The China Family Panel Studies (CFPS) data used in the study are subject to the data-use requirements of the CFPS project and are not redistributed in this release. Individual-level CFPS public-use data can be accessed after personal registration through the CFPS data platform: https://cfpsdata.pku.edu.cn/.

Restricted CFPS data containing county-level geographic identifiers are not publicly downloadable. These data must be accessed through designated data laboratories approved by the ISSS at Peking University. For details, please see: https://cfpsdata.pku.edu.cn/#/newsDetail/51.

Users who wish to reproduce the full empirical analyses should obtain the required CFPS public-use and restricted-use data directly from the CFPS project and comply with all relevant data-use agreements and confidentiality requirements.

--------------------
DATA & FILE OVERVIEW
--------------------

Local files:

- README.txt
- food_delivery_entry_count.xlsx
- county_characteristics.dta
- county_characteristics_2012.dta
- food_delivery_pilot.dta
- regression code.do

External files:

- China Family Panel Studies (CFPS) public-use data
- China Family Panel Studies (CFPS) restricted-use data with county-level geographic identifiers

Relationship between files, if important for context:

[food_delivery_entry_count.xlsx] provides monthly and cumulative information on the rollout of food delivery platforms across counties and is used to reproduce Fig. 1. It was constructed by aggregating the platform entry information in [food_delivery_pilot.dta].

[county_characteristics.dta] provides annual county-level socioeconomic characteristics from 2010 to 2022, along with geographic characteristics, and is used to estimate the exponential hazard model for platform entry timing reported in Table S3.
Sources: The county-level socioeconomic variables (lnrgdp, lnpop_density, and lnsales_consumer) were obtained from the China County Statistical Yearbook, and the terrain slope variable (slope) was derived from the Digital Elevation Model in the 1:1 Million Scale National Basic Geographic Database.

[county_characteristics_2012.dta] provides pre-treatment county-level characteristics measured in 2012.
Sources: The county-level socioeconomic variables (lnrgdp_2012, lnpop_density_2012, and lnsales_consumer_2012) were obtained from the China County Statistical Yearbook, and the terrain slope variable (slope) was derived from the Digital Elevation Model in the 1:1 Million Scale National Basic Geographic Database. The county-level Gini coefficient of household income (gini_manual2005) was constructed using the 1% random sample of the 2005 Population Census, while the log numbers of gyms, restaurants, and grocery stores in 2012 (lngyms_2012, lnrestaurants_2012, and lnstores_2012) were constructed from AMap point-of-interest data.

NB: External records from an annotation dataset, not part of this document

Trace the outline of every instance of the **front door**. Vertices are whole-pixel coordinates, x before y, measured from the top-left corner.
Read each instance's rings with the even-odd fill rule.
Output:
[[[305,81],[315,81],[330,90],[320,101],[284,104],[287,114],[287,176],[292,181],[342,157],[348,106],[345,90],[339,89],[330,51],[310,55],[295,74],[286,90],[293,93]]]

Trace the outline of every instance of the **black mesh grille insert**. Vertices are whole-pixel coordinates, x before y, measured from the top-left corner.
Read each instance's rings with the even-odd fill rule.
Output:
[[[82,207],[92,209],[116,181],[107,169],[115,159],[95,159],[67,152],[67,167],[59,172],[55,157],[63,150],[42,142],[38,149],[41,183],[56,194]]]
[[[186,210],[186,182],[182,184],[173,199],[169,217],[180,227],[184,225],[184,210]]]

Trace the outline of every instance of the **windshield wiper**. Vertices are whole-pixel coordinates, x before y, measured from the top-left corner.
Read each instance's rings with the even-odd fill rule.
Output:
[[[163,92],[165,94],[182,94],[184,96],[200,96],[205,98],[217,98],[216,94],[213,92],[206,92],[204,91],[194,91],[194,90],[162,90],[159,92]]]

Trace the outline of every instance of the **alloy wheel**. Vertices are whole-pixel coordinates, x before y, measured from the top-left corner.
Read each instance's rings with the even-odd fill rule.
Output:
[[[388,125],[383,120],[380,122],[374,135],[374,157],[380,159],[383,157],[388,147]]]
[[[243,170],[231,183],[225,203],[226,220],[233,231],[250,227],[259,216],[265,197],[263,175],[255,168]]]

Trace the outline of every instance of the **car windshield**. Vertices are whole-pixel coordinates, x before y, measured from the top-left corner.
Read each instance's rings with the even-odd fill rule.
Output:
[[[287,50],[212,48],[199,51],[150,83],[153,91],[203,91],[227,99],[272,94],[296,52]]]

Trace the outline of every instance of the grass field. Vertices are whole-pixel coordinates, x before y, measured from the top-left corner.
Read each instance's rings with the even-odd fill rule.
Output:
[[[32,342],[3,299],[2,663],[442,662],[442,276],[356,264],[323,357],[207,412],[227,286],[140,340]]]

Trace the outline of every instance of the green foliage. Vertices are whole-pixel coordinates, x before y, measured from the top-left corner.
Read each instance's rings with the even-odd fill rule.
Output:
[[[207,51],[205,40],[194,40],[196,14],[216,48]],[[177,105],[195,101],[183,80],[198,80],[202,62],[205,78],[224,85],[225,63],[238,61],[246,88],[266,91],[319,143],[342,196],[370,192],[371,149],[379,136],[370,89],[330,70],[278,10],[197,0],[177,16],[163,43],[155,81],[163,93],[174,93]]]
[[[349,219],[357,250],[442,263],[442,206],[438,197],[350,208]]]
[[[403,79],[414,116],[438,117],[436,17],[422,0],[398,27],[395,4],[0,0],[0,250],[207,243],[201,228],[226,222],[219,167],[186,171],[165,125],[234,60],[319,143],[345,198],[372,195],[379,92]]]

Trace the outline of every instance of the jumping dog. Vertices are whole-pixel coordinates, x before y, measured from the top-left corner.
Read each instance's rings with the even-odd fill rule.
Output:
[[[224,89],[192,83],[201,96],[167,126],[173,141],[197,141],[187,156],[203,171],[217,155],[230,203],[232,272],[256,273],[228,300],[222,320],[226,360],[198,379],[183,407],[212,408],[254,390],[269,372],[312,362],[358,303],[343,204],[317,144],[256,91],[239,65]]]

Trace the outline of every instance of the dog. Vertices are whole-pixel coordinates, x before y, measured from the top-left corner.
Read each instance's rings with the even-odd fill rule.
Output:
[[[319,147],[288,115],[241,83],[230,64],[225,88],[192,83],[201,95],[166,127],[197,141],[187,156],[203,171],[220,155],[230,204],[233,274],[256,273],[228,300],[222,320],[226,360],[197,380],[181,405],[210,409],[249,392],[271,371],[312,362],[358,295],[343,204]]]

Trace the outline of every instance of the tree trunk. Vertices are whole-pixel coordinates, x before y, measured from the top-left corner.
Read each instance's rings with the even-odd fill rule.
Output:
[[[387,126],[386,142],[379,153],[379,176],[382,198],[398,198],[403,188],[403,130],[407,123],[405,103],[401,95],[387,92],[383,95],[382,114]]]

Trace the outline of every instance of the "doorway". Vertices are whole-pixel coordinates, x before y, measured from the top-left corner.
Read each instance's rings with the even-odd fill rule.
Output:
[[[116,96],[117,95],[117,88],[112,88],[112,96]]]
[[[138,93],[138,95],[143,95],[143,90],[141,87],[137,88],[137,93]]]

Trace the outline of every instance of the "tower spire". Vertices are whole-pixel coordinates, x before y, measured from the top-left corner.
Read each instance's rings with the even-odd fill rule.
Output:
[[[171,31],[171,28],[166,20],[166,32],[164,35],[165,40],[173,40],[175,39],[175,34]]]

[food_delivery_pilot.dta] provides the timing of food delivery platform entry across districts/counties. Together with [county_characteristics_2012.dta], this file is used to construct the treatment variables and county-level controls for the main regression analyses, mechanism analyses, heterogeneity analyses, and robustness checks.
Sources: The food delivery platform entry data were constructed by the authors using archived webpages from the Wayback Machine and job-posting information from major recruitment websites, including Zhaopin, 51Job, and Liepin.

[regression code.do] provides the Stata code used to reproduce the regression results.

To reproduce the full set of empirical results, users need to merge the provided county-level platform entry and county-characteristics files with CFPS individual-level data. The CFPS data are provided by the ISSS, Peking University. Because the CFPS data are subject to data-use restrictions, the individual-level CFPS data and restricted county-level geographic identifiers are not included in this release.